By the early 1960s, the Disney empire was a major success, and Walt Disney Productions had established itself as the world's leading producer of family entertainment. After decades of trying, Disney finally procured the rights to P.L. Travers' books about a magical nanny. Mary Poppins, released in 1964, was the most successful Disney film of the 1960s and featured a memorable song score written by Disney favorites the Sherman Brothers. Many hailed the live-action/animation combination feature as Disney's greatest achievement. The same year, Disney debuted a number of exhibits at the 1964 New York World's Fair, including Audio-Animatronic figures, all of which were later integrated into attractions at Disneyland and a new theme park project to be established on the east coast, which Disney had been planning ever since Disneyland opened.

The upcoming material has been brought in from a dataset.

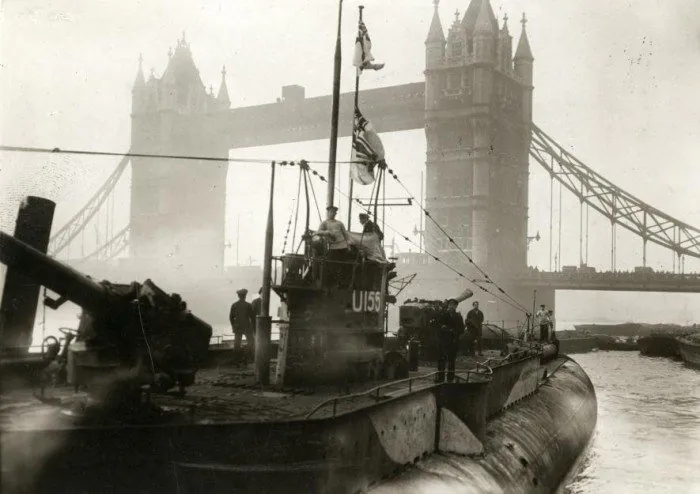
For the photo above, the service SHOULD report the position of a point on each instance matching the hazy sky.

In 1964, Walt Disney Productions began quietly purchasing land in central Florida west of Orlando in a largely rural area of marginal orange groves for Disney's "Florida Project." Disney did so under the mask of many fake companies, in order to keep the price of land as low as he could. As soon as the word got out that Disney was purchasing the land, however, the prices immediately rose. The company acquired over 27,000 acres (109 km˛) of land, and arranged favorable state legislation which would provide unprecedented quasi-governmental control over the area to be developed in 1966, founding the Reedy Creek Improvement District. Disney and his brother Roy then announced plans for what they called "Disney World." Disney's involvement in Disney World ended in late 1966; after many years of chain-smoking, he was diagnosed with cancer in his left lung. He was checked into the St. Joseph's Hospital across the street from the Disney Studio lot and his health began to deteriorate, causing him to suffer cardiac arrest. Walter Elias Disney died on December 15, 1966, ten days after his 65th birthday. He was cremated on December 17, 1966 at the Forest Lawn Cemetery in Glendale, California. Roy Disney continued to carry out the Florida project, insisting that the name be changed to Walt Disney World in honor of his brother. Roy O. Disney died just three months after the Magic Kingdom opened for business in 1971.